The next day, Bill called me from out of town, and I had been really obsessed for 24 hours. This was 14 years in, and I had never been tempted before. I had never thought of cheating, it was ludicrous. I was fully in my marriage, and then all of a sudden, I was like, “Oh! Cheating seems amazing. And what’s so important is that you don’t tell the other person! Your husband doesn’t know anything about it. That would be incredible if you didn’t know something about me.”

I’m kind of a person who, when I have a new feeling, I just dial into it. It’s not like I didn’t have any moralistic ideas about it or that I didn’t feel ashamed of it. In some ways, talking honestly to Bill about it was a way of handling my shame around it. I told him, “It’s not that serious I’m sure, but I’m just going to tell you what I’ve been thinking about and I feel like a jerk for thinking about it.” And he responded, like, “Whatever, man, that’s just fantasizing! Relax.”

At one point as you were about to meet this other guy for a drink and—I’m paraphrasing here—you ask Bill, “Am I going to sleep with this guy?” and Bill says, “I don’t know, are you??” It seems that he was pretty mellow about all of this.

Bill is not that zen about everything. There were times when I said, “Look at this picture of him! Look at this video!” There were times when I pushed it. But in some ways, that’s a way of saving your relationship. Let’s share in this, instead of me privately freaking out about it. I think Bill understood that was the energy behind that whole thing. But he was also like, “I understand the draw, but it’s obvious you two couldn’t even spend a day together.” And that’s accurate. There are times when you can’t see the truth as well as someone who’s right next to you who knows you really well. You’ve created your own version that you’re clinging to like a tasty little candybar in your pocket that’s melting.

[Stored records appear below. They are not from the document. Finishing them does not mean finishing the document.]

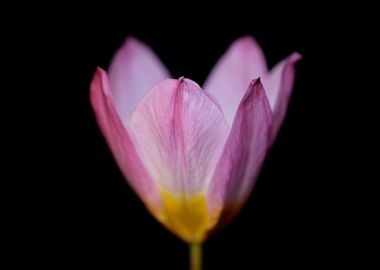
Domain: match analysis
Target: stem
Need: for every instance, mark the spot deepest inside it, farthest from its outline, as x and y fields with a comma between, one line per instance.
x=195, y=256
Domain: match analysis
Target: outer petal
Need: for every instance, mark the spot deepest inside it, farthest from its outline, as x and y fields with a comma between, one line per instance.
x=120, y=142
x=134, y=70
x=243, y=153
x=227, y=82
x=180, y=134
x=278, y=85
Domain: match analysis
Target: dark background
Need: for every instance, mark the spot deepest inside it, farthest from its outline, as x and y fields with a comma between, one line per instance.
x=82, y=213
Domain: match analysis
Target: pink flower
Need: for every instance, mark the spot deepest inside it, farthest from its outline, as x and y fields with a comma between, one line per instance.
x=192, y=155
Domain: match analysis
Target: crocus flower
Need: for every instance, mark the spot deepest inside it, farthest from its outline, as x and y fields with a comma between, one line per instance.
x=192, y=155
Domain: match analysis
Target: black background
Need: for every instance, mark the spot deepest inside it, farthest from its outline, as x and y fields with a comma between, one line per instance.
x=83, y=214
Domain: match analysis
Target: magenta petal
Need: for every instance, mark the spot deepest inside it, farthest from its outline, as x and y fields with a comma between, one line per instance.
x=227, y=82
x=278, y=84
x=243, y=153
x=120, y=141
x=134, y=70
x=180, y=134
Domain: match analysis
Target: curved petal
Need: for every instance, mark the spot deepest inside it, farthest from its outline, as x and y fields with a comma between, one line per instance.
x=120, y=142
x=278, y=85
x=243, y=154
x=134, y=70
x=227, y=82
x=180, y=133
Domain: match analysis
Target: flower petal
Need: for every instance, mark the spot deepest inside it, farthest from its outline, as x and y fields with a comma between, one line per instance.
x=278, y=85
x=228, y=80
x=134, y=70
x=180, y=134
x=243, y=153
x=120, y=142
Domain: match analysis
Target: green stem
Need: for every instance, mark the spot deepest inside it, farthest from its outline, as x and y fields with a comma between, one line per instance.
x=195, y=256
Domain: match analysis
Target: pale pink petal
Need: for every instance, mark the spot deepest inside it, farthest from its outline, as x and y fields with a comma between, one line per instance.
x=180, y=134
x=243, y=154
x=228, y=80
x=134, y=70
x=278, y=85
x=120, y=142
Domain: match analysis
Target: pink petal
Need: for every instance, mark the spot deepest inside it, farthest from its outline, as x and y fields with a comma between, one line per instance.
x=243, y=154
x=278, y=85
x=180, y=134
x=134, y=70
x=120, y=142
x=228, y=80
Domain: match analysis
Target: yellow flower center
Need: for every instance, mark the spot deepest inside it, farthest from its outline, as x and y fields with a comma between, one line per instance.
x=186, y=216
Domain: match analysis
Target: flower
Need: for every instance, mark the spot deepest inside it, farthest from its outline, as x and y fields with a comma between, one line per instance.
x=192, y=155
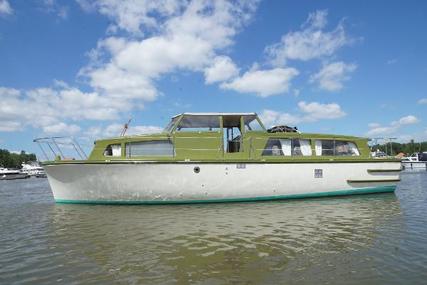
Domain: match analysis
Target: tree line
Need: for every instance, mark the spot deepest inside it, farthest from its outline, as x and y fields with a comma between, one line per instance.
x=14, y=160
x=394, y=148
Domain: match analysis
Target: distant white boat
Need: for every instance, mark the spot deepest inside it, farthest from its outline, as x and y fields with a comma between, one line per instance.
x=10, y=174
x=417, y=161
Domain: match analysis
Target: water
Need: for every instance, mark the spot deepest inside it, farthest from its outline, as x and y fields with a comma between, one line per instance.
x=370, y=239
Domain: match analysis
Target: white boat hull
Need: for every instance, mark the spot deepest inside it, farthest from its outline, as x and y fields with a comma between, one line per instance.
x=414, y=165
x=134, y=183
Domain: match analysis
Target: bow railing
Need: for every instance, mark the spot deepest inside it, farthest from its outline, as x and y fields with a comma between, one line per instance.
x=62, y=148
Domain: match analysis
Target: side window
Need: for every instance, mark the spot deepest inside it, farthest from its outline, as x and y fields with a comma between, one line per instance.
x=301, y=147
x=253, y=126
x=336, y=148
x=114, y=150
x=149, y=148
x=287, y=147
x=343, y=148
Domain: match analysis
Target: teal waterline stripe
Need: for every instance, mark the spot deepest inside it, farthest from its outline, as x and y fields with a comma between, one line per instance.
x=358, y=191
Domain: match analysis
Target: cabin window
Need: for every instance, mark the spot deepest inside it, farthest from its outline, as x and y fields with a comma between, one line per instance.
x=252, y=124
x=149, y=148
x=301, y=147
x=287, y=147
x=199, y=124
x=336, y=148
x=114, y=150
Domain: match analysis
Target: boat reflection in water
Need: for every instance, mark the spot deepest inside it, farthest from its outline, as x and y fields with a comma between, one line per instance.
x=256, y=243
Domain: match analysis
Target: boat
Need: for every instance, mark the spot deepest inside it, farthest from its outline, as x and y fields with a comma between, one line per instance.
x=11, y=174
x=33, y=168
x=417, y=161
x=219, y=157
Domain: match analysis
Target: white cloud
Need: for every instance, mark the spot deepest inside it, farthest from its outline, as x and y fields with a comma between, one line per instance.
x=184, y=37
x=48, y=108
x=308, y=112
x=5, y=8
x=131, y=15
x=309, y=43
x=392, y=61
x=393, y=128
x=61, y=128
x=263, y=83
x=52, y=6
x=332, y=76
x=422, y=101
x=407, y=120
x=222, y=69
x=161, y=37
x=316, y=111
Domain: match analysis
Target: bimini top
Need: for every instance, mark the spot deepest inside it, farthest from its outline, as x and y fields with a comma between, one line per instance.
x=215, y=114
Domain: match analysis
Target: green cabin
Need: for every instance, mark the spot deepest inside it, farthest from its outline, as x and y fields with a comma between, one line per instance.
x=222, y=137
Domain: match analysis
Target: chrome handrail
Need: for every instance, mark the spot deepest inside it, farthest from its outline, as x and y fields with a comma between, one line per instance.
x=55, y=143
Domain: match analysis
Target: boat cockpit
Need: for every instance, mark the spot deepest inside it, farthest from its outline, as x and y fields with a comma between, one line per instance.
x=231, y=125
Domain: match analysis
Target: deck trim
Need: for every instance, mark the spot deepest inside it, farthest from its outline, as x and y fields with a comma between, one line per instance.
x=384, y=170
x=373, y=180
x=357, y=191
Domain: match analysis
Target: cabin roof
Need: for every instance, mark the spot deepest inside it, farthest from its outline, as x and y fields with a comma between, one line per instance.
x=215, y=114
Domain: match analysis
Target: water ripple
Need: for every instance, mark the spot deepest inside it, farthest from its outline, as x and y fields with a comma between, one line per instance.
x=369, y=239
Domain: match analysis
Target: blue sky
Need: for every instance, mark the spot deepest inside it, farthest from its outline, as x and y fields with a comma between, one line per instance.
x=83, y=68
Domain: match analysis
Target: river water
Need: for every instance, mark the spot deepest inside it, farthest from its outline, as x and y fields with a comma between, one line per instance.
x=367, y=239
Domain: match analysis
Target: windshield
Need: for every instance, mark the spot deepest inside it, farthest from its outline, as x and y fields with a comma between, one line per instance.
x=252, y=124
x=170, y=126
x=199, y=123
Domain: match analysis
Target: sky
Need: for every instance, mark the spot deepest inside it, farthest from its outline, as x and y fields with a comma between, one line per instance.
x=84, y=68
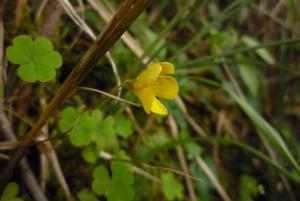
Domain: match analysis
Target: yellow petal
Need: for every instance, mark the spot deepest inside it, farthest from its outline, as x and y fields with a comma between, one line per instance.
x=167, y=68
x=147, y=97
x=149, y=75
x=158, y=107
x=165, y=87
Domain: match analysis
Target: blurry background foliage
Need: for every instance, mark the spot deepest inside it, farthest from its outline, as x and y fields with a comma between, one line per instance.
x=232, y=135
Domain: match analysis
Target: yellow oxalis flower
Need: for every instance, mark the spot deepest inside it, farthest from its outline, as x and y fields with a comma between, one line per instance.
x=154, y=81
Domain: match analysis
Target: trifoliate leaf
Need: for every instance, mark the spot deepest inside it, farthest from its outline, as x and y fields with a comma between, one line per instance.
x=86, y=195
x=124, y=126
x=171, y=188
x=37, y=59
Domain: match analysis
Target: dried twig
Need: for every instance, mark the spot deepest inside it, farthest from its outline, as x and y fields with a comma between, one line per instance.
x=182, y=159
x=127, y=13
x=213, y=179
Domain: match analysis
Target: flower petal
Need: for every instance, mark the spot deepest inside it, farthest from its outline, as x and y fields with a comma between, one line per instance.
x=158, y=107
x=165, y=87
x=167, y=68
x=147, y=97
x=149, y=75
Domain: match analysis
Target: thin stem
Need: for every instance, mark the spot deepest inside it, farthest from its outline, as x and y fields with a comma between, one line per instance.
x=109, y=95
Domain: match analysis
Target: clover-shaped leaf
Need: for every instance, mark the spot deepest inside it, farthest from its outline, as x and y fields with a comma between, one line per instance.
x=37, y=59
x=82, y=126
x=171, y=188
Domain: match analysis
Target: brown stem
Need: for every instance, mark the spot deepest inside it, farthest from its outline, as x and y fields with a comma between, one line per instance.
x=128, y=11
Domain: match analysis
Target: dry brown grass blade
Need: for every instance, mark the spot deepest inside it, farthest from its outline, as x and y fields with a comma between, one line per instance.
x=126, y=14
x=182, y=159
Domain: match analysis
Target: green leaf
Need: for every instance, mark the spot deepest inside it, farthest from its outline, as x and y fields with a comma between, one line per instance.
x=263, y=53
x=102, y=181
x=265, y=129
x=90, y=155
x=37, y=59
x=81, y=135
x=123, y=126
x=193, y=149
x=122, y=173
x=68, y=118
x=171, y=188
x=86, y=195
x=120, y=187
x=10, y=192
x=250, y=77
x=249, y=188
x=105, y=134
x=120, y=193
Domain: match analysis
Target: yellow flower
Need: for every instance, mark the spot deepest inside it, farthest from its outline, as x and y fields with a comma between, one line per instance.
x=152, y=82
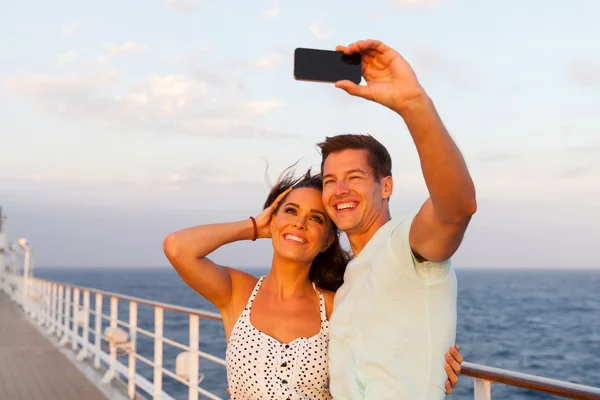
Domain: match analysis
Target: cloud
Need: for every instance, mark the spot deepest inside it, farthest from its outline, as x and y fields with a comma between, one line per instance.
x=67, y=57
x=272, y=12
x=182, y=5
x=158, y=103
x=69, y=29
x=451, y=71
x=401, y=4
x=268, y=61
x=585, y=72
x=125, y=48
x=318, y=31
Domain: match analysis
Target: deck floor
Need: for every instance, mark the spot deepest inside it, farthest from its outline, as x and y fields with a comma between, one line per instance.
x=31, y=367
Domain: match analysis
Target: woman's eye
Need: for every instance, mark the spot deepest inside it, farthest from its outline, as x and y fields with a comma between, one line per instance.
x=318, y=219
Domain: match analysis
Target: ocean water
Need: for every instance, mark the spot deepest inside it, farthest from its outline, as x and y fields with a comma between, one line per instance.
x=541, y=322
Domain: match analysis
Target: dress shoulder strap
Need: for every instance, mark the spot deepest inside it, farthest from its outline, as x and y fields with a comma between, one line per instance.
x=253, y=295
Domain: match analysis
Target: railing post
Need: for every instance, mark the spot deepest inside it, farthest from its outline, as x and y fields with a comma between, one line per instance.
x=67, y=326
x=60, y=331
x=194, y=358
x=132, y=348
x=76, y=312
x=52, y=326
x=85, y=334
x=158, y=349
x=482, y=390
x=98, y=329
x=114, y=316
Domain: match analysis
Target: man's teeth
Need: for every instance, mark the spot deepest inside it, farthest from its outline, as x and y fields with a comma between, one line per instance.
x=295, y=238
x=344, y=206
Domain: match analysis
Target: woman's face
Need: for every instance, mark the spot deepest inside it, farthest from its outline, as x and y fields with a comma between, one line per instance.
x=301, y=228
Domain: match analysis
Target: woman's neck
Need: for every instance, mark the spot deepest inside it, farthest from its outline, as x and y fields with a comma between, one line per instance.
x=288, y=278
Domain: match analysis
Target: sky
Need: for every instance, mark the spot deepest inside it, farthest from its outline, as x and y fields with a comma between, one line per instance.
x=125, y=121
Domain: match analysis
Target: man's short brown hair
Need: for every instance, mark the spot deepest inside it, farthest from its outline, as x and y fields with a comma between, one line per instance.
x=378, y=157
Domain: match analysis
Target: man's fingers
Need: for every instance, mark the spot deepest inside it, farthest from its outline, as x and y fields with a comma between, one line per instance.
x=448, y=388
x=353, y=89
x=452, y=378
x=365, y=45
x=454, y=352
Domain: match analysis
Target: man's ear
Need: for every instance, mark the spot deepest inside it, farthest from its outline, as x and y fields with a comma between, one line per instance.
x=387, y=187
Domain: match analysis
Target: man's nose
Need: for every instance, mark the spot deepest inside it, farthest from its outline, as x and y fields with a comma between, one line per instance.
x=341, y=187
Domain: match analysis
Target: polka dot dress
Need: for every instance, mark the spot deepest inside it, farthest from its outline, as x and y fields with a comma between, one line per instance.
x=261, y=367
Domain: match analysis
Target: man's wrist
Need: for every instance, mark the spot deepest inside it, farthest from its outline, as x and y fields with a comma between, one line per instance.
x=420, y=101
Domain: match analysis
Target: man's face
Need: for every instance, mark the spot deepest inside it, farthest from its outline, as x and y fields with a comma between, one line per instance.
x=352, y=196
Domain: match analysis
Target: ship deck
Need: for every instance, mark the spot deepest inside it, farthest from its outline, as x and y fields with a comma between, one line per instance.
x=31, y=367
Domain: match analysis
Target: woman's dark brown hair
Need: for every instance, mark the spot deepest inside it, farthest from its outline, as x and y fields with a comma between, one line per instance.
x=328, y=267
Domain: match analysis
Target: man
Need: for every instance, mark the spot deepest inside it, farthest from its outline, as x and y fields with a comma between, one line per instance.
x=395, y=316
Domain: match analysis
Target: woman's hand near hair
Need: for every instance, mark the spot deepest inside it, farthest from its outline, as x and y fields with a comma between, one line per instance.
x=187, y=251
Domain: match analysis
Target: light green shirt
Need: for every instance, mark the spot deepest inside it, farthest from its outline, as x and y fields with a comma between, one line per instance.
x=393, y=322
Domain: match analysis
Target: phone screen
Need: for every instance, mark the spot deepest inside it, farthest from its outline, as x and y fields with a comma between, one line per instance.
x=326, y=66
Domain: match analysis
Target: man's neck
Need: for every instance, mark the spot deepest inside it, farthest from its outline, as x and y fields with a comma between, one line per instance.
x=359, y=239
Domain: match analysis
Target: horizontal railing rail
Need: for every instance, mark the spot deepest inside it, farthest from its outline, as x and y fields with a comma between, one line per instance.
x=67, y=312
x=58, y=307
x=484, y=375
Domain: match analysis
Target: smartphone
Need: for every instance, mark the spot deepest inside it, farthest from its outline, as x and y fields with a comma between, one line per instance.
x=326, y=66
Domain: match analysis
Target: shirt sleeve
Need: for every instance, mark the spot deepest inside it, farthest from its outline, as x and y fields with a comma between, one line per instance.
x=429, y=272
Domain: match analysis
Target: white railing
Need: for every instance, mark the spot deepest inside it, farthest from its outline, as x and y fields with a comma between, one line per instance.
x=67, y=311
x=59, y=308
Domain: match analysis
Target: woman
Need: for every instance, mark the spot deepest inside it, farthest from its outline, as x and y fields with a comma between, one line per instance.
x=277, y=326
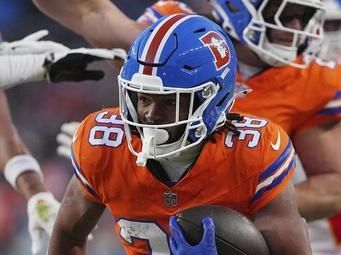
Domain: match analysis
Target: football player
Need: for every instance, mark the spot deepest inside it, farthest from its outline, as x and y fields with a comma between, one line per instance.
x=270, y=38
x=30, y=60
x=173, y=144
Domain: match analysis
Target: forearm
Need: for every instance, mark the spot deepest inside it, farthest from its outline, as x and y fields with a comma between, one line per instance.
x=61, y=243
x=99, y=21
x=76, y=218
x=319, y=196
x=290, y=244
x=30, y=183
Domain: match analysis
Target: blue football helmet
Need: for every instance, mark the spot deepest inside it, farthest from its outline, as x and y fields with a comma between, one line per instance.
x=244, y=20
x=178, y=55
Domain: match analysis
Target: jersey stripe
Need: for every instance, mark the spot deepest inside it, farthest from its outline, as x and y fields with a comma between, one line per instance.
x=78, y=173
x=155, y=43
x=333, y=107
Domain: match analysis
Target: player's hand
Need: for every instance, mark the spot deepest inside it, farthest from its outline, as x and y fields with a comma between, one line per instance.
x=42, y=210
x=72, y=65
x=65, y=137
x=179, y=245
x=31, y=45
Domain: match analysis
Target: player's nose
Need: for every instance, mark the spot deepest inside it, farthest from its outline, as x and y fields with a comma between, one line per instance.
x=295, y=23
x=154, y=114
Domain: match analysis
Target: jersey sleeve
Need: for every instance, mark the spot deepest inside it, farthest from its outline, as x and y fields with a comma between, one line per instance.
x=275, y=166
x=95, y=145
x=325, y=84
x=161, y=9
x=80, y=153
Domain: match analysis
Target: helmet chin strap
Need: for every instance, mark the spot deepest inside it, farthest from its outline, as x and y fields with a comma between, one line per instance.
x=151, y=138
x=288, y=54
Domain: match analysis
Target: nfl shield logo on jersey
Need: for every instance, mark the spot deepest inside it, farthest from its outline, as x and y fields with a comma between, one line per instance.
x=170, y=199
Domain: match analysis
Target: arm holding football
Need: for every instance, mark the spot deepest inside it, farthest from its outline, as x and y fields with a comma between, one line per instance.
x=179, y=245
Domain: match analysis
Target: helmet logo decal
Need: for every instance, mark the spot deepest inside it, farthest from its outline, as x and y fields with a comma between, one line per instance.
x=218, y=47
x=157, y=40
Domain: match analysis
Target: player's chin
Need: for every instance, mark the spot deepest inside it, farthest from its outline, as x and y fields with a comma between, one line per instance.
x=175, y=133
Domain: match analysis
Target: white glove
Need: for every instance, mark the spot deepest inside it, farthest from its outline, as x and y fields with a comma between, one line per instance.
x=42, y=209
x=31, y=45
x=30, y=60
x=65, y=138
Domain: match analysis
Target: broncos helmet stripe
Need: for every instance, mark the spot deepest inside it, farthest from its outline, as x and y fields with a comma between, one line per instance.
x=184, y=56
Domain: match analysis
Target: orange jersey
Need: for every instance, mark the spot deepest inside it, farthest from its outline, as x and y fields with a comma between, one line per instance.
x=291, y=97
x=295, y=98
x=240, y=172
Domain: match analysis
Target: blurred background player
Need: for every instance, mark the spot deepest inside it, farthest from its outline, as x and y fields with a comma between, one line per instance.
x=190, y=156
x=331, y=45
x=25, y=61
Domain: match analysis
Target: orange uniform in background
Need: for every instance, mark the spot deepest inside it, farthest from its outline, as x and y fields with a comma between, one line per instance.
x=245, y=174
x=293, y=98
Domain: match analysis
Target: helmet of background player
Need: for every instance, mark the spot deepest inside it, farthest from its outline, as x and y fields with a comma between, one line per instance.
x=249, y=22
x=185, y=56
x=331, y=45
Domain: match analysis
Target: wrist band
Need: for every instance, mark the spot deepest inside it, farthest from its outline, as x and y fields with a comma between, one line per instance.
x=18, y=165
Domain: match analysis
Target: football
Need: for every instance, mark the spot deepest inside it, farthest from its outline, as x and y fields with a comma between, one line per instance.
x=235, y=234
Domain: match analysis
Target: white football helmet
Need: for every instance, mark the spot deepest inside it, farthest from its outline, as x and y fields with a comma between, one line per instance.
x=245, y=21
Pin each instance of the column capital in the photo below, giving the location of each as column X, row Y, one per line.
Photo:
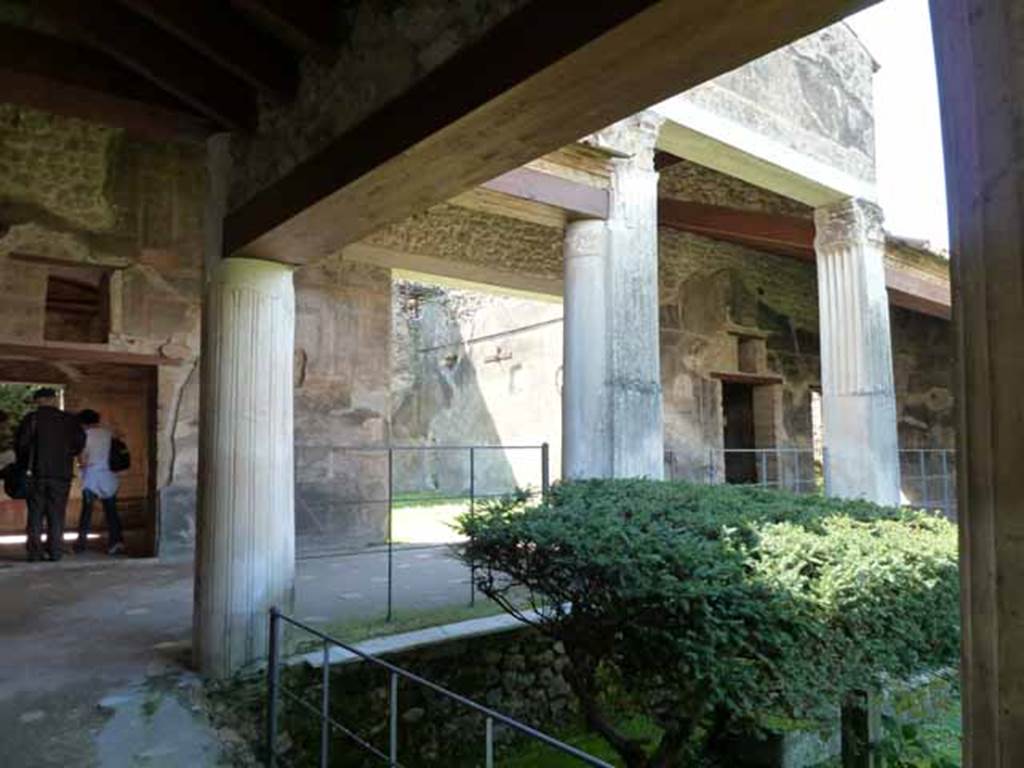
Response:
column 633, row 137
column 846, row 222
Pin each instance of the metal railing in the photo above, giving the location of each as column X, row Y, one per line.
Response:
column 928, row 476
column 929, row 479
column 469, row 493
column 794, row 469
column 791, row 469
column 395, row 674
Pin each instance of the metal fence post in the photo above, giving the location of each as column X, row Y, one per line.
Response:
column 946, row 507
column 545, row 469
column 390, row 530
column 392, row 739
column 488, row 743
column 925, row 496
column 472, row 511
column 825, row 470
column 326, row 708
column 272, row 682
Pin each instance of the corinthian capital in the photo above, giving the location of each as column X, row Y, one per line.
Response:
column 847, row 222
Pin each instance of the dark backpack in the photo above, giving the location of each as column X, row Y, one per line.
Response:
column 119, row 459
column 15, row 480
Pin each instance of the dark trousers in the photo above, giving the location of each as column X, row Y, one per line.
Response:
column 110, row 512
column 47, row 501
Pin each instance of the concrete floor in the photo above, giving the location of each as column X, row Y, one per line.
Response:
column 95, row 650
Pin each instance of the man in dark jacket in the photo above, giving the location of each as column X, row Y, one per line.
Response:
column 47, row 441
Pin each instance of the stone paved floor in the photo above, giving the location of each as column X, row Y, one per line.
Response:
column 94, row 650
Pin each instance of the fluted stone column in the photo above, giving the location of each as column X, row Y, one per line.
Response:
column 245, row 558
column 586, row 413
column 858, row 394
column 611, row 398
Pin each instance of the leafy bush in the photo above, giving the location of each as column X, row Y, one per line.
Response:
column 708, row 607
column 15, row 400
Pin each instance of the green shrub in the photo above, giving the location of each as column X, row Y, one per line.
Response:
column 708, row 607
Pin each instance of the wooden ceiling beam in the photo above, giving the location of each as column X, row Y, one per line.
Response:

With Bill, I’m always pushing us to grow past our assumptions of where we are. It’s not like I don’t present challenges to him that he’s bewildered by. He can get insecure. He can get worried about where I am. But in that particular situation, he was right about everything.

There is a lot more awareness now of open relationships, non-monogamy, and polyamory. I’m curious what you think about those relationship models as someone who has thought a lot about her own marriage and marriage in general?

I’m fascinated by their popularity at the moment, and I think it would be cool to ask people questions about how it works, and where it falls apart and where it sticks together. Especially people who are in open and poly relationships and absolutely committed to maintaining that way of life indefinitely, who are like “This is the best way to live.”

I used to believe that’s a terrible way to live, no one should live that way. It’s scary and it makes everyone insecure and there’s probably some man in the middle of it that’s getting exactly what he wants while everyone else suffers! That used to be my own jaundiced view of it but it’s changed. I tend to feel we’re too moralistic and restrictive in the way that we imagine relationships. My overall conclusion about myself is that I couldn’t handle it.

It’s interesting to ask the questions, even if you know that you’re never going to have an open relationship. Bill and I have had those conversations, and it’s good to have them about things that challenge your ideas of what your relationship is. That was part of why I talked so much about my crush when it came up. Every time Bill and I talked about it, we would land in a new interesting place that we’d never been before. We learned a lot about each other, and any subject like that is worth talking about. When your trust is high enough with another person, you can say casually, “will we be doing this for the rest of our lives? Do we want to do this for the rest of our lives?” It’s exciting to be with someone who can say, “Oh, let me go back into that question and be honest with you about my impressions, without fear.”